Ghigno timido, sguardo in camera, parrucchino e cappotto poco adatto alle temperature polari del Nord Europa: è Frank Tagliano, mafioso newyorchese costretto a rifugiarsi nella cittadina di Lillehammer in Norvegia sotto un nome di copertura, l’improbabile Giovanni Henriksen. A interpretarlo un irriconoscibile Steve Van Zandt, ovvero Little Steven della E-Street Band di Springsteen che dopo la parte di Silvio Dante nei Soprano’s si sta ritagliando sempre più ruoli di attore. Lilyhammer – co produzione americana e norvegese – giunta già alla terza stagione, approda finalmente anche in Italia su Sky Atlantic che da stasera alle 22.10 lo proporrà anche ai telespettatori – anche se per una tv «pay». Una serie dai toni ironici – ma non sempre è così, che ammicca goduriosa districandosi tra commedia e i ripetuti scontri tra la «mob culture» mafiosa e l’integerrimo stile di vita nordico. Che tanto integerrimo non è, come dimostra Frank ’Johnny’, abile a scoprire subito vizi e perversioni dei «quieti» abitanti della cittadina utilizzandoli, attraverso i consueti vecchi metodi (ricatti, intimidazioni, truffe) pur di riuscire nell’intento di aprire il suo bar, the Flamingo, in mezzo ai fiordi. Si ride, e di gusto.

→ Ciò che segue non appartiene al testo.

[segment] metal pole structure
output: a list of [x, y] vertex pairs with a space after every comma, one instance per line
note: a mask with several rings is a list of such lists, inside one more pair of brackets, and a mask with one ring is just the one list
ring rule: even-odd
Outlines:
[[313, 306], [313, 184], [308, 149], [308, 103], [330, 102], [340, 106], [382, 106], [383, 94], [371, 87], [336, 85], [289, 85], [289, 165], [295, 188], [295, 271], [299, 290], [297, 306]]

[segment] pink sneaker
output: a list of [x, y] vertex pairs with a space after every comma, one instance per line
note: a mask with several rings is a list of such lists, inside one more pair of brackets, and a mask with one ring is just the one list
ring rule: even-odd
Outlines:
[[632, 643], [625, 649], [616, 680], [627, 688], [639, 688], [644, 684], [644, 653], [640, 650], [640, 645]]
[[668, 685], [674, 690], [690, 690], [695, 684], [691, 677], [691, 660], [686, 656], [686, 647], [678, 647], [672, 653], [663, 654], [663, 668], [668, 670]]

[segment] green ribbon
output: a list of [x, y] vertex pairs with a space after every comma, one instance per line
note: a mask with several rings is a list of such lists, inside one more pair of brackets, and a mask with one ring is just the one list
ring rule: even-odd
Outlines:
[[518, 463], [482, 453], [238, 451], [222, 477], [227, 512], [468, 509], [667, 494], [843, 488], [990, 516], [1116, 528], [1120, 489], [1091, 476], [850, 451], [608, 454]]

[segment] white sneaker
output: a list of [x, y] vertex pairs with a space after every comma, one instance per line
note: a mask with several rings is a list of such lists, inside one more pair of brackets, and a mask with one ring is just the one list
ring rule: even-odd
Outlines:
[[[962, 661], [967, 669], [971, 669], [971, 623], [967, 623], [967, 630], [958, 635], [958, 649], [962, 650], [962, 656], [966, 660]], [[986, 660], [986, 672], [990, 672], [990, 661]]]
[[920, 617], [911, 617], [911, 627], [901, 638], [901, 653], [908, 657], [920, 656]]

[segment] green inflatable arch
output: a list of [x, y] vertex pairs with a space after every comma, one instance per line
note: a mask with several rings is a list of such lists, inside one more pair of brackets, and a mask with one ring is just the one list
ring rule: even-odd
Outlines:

Diverte la complicità con cui la serie ideata da Anne Bjornstad ed Eilkf Skodvin e prodotta da Netflix, evita la trappola dei luoghi comuni nei rapporti fra gli abitanti della cittadina di Lillehammer (che il protagonista storpia in LilyHammer, da qui il titolo), la cittadina norvegese che nel 1994 ospitò le olimpiadi invernali. Frank «The Fixer» Tagliano decide di accettare la copertura della polizia e la permanenza coatta nel gelido paesino nordico, pensando di trovare una sorta di paradiso in terra. Aprirà un locale ma lo «scontro» con la burocrazia lo troverà «costretto» a rispolverare i vecchi trucchi del mestiere. E la fiction vira quindi sul noir con manipolazioni estorsioni, ricatti. Insomma, una mafia story ambientata al nord, nella quale Steven ha coinvolto qualche compagno di viaggio, come Bruce Springsteen «guest star» nella terza stagione.

In questa produzione – di fatto la prima a vedere Netflix in prima linea tre anni fa nella creazione di un nuovo soggetto dopo anni di sola distribuzione, Steven Van Zandt – racconta – è rimasto coinvolto quasi casualmente: «Conduco da molto tempo uno show radiofonico dove spesso, molto spesso programmo band norvegesi che fanno rock’n’roll. Ho anche un’etichetta e mi trovavo a Bergen a produrre una band del posto quando mi hanno detto che Anne Bjornstad e Eilif Skodvin volevano incontrarmi per farmi una proposta. E ovviamente era la parte di Frank. In un primo momento non ne ero molto convinto perché per dieci anni ero stato Silvio Dante (ne i Soprano, ndr). Però poi ci ho riflettuto e mi sono detto che effettivamente era un’ottima idea, come ce ne sono poche. I miei agenti mi hanno sconsigliato: ’Come: esci dallo show più grande della storia televisiva, e te ne vai in Norvegia?’. Tutti a dirmi che sarebbe stata una pessima mossa per la mia carriera. Invece non appena ho cominciato a lavorare con il regista e gli sceneggiatori ho capito che stavamo andando nella direzione giusta. Sono molto orgoglioso di Lilyhammer…».